Kay Mellor in New Headingley Club. Photo by Richard Wilcocks |
Sally Bavage writes:
Tea and homemade cake - the walnut sponge was chosen by our guest - revived the forty or so frozen souls who battled in to the New Headingley Club on Saturday afternoon for a question-and-answer session with our very own heroine, scriptwriter, actress, director - and much more besides. And Kay's smile and personality would melt the North Pole. Chutzpah. Pizzazz. Whatever the word, she has it.
What scripts hasn't Kay written over the past decades! Theatre first, after her schooldays at West Park School and her degree in Drama from the sadly-missed Bretton Hall. Each had one inspiring teacher who had recognised her natural writing talent and given her encouragement to “just get it down in writing.” Kay has a perceptive eye for detail, a keen ear for dialogue and an ability to bring people to life so vividly that we can probably all name someone in our own lives who is just like one of her characters. As she lives very locally, it could indeed be us!

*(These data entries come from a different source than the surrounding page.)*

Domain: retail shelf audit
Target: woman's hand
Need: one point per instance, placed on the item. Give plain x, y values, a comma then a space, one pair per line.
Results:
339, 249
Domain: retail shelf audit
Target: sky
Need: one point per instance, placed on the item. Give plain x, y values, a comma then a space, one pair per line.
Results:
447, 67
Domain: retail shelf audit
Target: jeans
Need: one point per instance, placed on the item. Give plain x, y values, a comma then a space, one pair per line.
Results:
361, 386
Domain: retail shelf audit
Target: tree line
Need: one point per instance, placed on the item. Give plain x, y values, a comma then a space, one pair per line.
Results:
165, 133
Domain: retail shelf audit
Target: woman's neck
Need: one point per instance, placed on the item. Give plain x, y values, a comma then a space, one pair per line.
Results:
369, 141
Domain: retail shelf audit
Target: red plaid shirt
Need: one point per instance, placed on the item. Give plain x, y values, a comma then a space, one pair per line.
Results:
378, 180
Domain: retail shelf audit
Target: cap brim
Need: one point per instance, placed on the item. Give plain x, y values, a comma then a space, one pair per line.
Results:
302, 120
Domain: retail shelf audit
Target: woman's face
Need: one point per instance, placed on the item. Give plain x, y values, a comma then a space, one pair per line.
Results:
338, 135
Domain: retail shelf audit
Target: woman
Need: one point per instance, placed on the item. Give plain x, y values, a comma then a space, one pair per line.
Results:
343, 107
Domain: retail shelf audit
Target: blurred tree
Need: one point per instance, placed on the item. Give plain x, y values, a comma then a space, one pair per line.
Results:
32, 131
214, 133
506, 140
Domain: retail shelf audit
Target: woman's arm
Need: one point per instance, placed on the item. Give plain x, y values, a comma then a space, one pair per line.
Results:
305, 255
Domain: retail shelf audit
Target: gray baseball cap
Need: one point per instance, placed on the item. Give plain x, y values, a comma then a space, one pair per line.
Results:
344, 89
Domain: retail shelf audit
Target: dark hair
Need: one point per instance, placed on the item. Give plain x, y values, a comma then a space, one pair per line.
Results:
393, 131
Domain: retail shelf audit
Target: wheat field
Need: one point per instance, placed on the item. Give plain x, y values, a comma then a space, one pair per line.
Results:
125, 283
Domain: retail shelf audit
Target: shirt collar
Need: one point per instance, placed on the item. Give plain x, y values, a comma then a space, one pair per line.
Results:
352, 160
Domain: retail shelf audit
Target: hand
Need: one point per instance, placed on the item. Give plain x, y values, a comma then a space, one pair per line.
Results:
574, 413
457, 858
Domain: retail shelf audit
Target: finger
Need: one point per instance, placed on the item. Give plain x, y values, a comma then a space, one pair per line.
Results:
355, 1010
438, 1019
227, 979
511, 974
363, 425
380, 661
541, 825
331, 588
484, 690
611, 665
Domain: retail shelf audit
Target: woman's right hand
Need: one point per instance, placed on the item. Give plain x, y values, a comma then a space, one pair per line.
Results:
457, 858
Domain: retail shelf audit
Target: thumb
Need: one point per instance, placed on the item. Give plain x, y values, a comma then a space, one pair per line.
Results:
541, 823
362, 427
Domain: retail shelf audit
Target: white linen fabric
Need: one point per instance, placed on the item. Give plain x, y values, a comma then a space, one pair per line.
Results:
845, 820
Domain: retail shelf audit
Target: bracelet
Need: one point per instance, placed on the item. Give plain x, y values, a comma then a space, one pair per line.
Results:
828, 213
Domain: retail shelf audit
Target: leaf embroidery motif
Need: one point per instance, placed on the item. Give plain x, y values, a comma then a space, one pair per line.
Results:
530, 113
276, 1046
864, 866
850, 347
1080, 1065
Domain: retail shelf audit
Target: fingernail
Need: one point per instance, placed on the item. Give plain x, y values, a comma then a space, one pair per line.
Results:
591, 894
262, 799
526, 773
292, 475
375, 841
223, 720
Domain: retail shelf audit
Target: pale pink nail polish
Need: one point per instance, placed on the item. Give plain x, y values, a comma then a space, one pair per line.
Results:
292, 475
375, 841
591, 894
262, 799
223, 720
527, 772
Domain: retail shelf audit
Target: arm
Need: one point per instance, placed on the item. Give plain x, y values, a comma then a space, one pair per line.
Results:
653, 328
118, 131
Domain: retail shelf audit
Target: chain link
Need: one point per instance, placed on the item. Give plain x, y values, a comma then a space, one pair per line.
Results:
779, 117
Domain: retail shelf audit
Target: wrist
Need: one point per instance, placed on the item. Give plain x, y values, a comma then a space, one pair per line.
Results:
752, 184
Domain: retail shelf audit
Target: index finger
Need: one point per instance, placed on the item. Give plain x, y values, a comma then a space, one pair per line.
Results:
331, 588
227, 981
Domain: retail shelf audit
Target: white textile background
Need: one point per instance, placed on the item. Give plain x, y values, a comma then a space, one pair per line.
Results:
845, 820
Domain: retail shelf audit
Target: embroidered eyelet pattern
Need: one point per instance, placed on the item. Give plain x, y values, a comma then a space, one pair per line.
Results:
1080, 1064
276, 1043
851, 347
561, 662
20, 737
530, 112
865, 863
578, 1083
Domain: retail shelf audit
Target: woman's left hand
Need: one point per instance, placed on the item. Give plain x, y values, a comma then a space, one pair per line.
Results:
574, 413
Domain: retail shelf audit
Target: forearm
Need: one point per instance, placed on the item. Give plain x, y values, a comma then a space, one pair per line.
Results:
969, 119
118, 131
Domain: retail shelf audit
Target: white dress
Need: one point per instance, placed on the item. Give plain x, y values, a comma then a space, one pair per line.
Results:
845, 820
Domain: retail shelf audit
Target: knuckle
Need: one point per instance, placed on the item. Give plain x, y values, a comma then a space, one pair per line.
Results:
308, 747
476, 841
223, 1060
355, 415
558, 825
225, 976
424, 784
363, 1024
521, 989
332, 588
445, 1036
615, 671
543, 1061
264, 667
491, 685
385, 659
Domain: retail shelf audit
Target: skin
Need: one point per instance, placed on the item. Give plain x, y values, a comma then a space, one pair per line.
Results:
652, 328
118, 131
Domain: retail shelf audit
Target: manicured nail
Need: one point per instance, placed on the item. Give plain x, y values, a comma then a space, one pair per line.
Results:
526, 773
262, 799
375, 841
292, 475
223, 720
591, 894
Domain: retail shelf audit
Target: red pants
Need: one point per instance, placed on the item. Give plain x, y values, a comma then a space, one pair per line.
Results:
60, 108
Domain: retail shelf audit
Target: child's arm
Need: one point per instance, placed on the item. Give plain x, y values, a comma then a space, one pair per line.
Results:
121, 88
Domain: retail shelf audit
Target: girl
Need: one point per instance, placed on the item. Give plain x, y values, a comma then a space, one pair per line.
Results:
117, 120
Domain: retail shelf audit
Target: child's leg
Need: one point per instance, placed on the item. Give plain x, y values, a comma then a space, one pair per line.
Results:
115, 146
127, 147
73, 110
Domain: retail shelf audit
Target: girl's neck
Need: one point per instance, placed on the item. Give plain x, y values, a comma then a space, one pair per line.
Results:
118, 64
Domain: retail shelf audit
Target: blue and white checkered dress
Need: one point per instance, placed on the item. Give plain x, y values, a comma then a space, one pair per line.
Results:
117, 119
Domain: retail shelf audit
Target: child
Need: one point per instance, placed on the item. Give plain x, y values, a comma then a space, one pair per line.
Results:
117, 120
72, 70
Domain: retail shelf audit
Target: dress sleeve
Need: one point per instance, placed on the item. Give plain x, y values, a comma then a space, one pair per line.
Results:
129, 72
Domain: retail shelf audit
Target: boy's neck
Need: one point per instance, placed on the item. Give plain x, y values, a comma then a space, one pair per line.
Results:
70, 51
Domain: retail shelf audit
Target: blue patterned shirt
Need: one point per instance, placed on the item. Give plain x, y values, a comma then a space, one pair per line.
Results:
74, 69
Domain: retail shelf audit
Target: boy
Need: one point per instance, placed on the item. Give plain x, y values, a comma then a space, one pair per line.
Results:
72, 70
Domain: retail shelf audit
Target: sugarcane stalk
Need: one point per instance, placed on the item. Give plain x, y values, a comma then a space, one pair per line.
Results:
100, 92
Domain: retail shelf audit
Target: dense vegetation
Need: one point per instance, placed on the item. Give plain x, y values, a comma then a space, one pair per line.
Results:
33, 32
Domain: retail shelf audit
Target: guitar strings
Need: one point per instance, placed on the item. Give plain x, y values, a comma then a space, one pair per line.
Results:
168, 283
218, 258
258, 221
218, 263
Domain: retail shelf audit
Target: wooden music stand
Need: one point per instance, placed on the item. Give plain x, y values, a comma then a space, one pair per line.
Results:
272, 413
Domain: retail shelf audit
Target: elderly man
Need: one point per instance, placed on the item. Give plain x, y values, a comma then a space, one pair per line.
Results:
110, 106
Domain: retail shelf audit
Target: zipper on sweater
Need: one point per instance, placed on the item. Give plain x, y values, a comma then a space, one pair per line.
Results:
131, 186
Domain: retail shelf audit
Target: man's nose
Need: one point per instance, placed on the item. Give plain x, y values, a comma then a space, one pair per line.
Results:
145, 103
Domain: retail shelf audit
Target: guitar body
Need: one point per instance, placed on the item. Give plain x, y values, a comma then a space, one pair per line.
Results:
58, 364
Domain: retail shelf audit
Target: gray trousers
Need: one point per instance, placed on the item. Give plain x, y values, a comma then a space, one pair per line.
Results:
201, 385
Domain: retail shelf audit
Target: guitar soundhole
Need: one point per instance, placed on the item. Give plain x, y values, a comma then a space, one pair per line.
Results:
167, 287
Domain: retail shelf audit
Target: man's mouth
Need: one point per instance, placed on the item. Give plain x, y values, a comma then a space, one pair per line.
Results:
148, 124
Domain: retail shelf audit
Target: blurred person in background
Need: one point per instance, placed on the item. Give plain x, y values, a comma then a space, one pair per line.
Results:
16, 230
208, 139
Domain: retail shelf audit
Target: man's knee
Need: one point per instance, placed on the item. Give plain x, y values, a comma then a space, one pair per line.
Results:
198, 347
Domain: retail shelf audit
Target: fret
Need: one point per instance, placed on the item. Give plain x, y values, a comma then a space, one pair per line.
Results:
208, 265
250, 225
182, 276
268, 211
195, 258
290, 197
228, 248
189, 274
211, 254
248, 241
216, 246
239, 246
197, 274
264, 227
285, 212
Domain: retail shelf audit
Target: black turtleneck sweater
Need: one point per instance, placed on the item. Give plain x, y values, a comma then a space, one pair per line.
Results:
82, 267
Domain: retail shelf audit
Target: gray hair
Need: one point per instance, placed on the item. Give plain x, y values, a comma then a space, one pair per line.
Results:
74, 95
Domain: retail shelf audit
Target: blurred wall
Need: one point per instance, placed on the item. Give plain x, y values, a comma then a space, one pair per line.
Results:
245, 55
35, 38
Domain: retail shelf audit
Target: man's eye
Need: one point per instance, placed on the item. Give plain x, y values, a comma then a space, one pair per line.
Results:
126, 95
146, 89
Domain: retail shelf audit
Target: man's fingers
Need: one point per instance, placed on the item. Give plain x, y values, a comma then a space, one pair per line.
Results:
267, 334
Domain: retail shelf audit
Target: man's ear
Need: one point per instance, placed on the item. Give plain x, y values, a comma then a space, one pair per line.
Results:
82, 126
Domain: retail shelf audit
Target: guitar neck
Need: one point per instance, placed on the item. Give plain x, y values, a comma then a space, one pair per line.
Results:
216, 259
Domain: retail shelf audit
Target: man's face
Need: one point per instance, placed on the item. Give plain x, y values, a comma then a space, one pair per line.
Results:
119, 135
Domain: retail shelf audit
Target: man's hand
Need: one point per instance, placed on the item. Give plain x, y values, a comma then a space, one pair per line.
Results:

She confessed that she does use her friends, family, those she meets casually, dinner party conversations, what she reads - all of these as inspiration for her storytelling.
Her latest story, The Syndicate, series two, had just started on BBC1, and we were treated to some tantalising glimpses of the second episode which hint at what lies in store for the new Lottery-winning characters who work in the lower end of the embattled NHS. Celebrations of the win are clearly foreshadowed, with some jealousy and heartache to come - but without these it wouldn't be a Kay Mellor script. She finds people endlessly fascinating and has no desire yet to write her autobiography whilst the ordinary lives of others in extraordinary circumstances provide such rich material.
Unlike series such as Band of Gold, wich she researched with Bradford sex workers, she prepared for this by talking to Lottery winners over the telephone rather than immersing herself deeply in their lives. She incorporates psychology as well to carry the story and does not write for a particular actor, but does her homework thoroughly then just writes fluently and keeps going. When asked why she had used the Syndicate theme for a second series, as with other themes on which she has written several series, she made it clear that she stops when she has said what she wanted to say, explored all facets of people's characters and captured the 'Zeitgeist'. The Syndicate gave her a vehicle to examine the life-changing consequences of rags-to-riches, and the follow-on story holds less interest for her. She is not impelled to write a moral tale, just to tell a tale and pose questions that leave viewers the opportunity to engage with their own viewpoint.
“Would she ever set her stories outside West Yorkshire?” she was asked. She countered that she knows the area, lives here in Leeds and loves the place and the people. The theme for this year's LitFest 2013: Lives and Loves in a nutshell. Would she respond to the blandishments of Steven Spielberg and move to Hollywood? No again, although a small part of her would love to have that power to produce blockbuster film scripts like Richard Curtis - but family and especially the grandchildren exerted a far greater pull than anything Steven could come up with. We laughed at her anecdotes of being in conversation with the great mogul himself. Steven? Steven who? Sorry, I'm losing signal - I'll call back after my granddaughter has finished in Topshop. She is now overseeing the two writers working on the US version of The Syndicate and does get to go to Tinseltown rather than Tinshill just occasionally.
Yes, she does receive a huge amount of mail, not just fan mail, but often from viewers who have been so touched by her stories that they send her very personal information, cries for help really. She does answer them, briefly, and feels privileged that so many trust her with their confessions. She also had some advice for young writers trying to 'make it.' “Can you write your story premise in six lines?” It is the idea that is the most important thing; good writing will only hang from a sound structural base.
The choice of which actors will deliver the dialogue she has crafted is negotiated with the producer and casting director after she has written the part. Only once did she dislike who had been cast for a leading role and have to go away to re-write to play to the strengths of the actress. On that early occasion it was an improvement, but it doesn't happen nowadays. She produces real dialogue, in two columns, so that it can be intercut, interjections made, overlapped, cut off - just as in real life. Real conversations in other words - just as we could hear in the audience as we were leaving; even from Finlay who at 19 weeks old was probably the youngest member of any of our audiences this year.
And her ambitions for the future? Well, 'Steven' had suggested she really ought to write and direct movies, but they would have to be about 'her people', the ones she knows and whose voices she can hear. Perhaps … watch this space? She is still very busy running a business and ensuring that what she wants to talk about gets transferred to an audience. When asked, now that she is growing older, if she thought she would write more parts for older people, she agreed - the babyboomers in her own life gave lots of scope for future plotting. Scriptwriting for the theatre, the television and other media was still a delightful way to earn a living - if Shakespeare did it, then it was good enough for her!
And finally, does she play the Lottery herself? No, she has enough richness in her life and is happy to follow the maxim of Ian Fleming when he said “It reads better than it lives.” Our audience plunged out into the freezing spring weather, replete with cake, and looking forward to the next instalments of local life, and the life of locals, that Kay can craft. Will we be in it? - that may be another story!